How hidden is ‘new physics’?

Abstract: Most physicists know two things about the LHC: (1) it discovered the Higgs boson and (2) it has not discovered anything else. This is false.

First, it’s important to differentiate: we’ve discovered a Standard Model-like Higgs; crucial measurements, such as how strongly it interacts with itself, have yet to be observed. Moreover, the absence of new fundamental particles does not imply the absence of new physics, which can still leave an imprint on the properties of the Higgs boson and other Standard Model particles. Looking for these imprints has led to a shift in our thinking towards using effective field theory (EFT) to disentangle arbitrary new physics from known physics. Yet deploying EFT at colliders comes with its own challenges, including vast redundancies of description and a proliferation of free parameters. I’ll describe new insights that maximize the impact of effective field theory on one of the hardest—and most interesting—problems facing the high-energy community: how do we optimally probe the Higgs sector?

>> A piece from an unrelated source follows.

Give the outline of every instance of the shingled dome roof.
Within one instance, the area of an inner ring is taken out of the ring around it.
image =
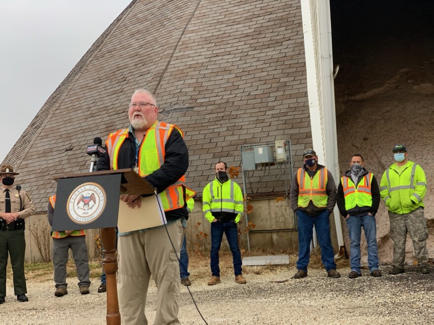
[[[299,1],[133,1],[4,162],[20,173],[16,183],[36,211],[46,211],[53,176],[87,171],[86,146],[129,125],[127,103],[139,88],[155,94],[160,119],[184,131],[186,179],[199,193],[217,161],[240,165],[241,145],[290,139],[299,162],[312,144],[304,53]],[[254,186],[258,194],[284,190],[271,178]]]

Second, numerous new composite particles have been discovered—particles whose qualitative origin is confounding—as well as a host of other mystifying phenomena involving quarks and gluons. To explain these discoveries, we need new tools capable of studying strongly coupled dynamics. I’ll describe a promising new method, Hamiltonian truncation, that makes it possible to compute scattering processes nonperturbatively.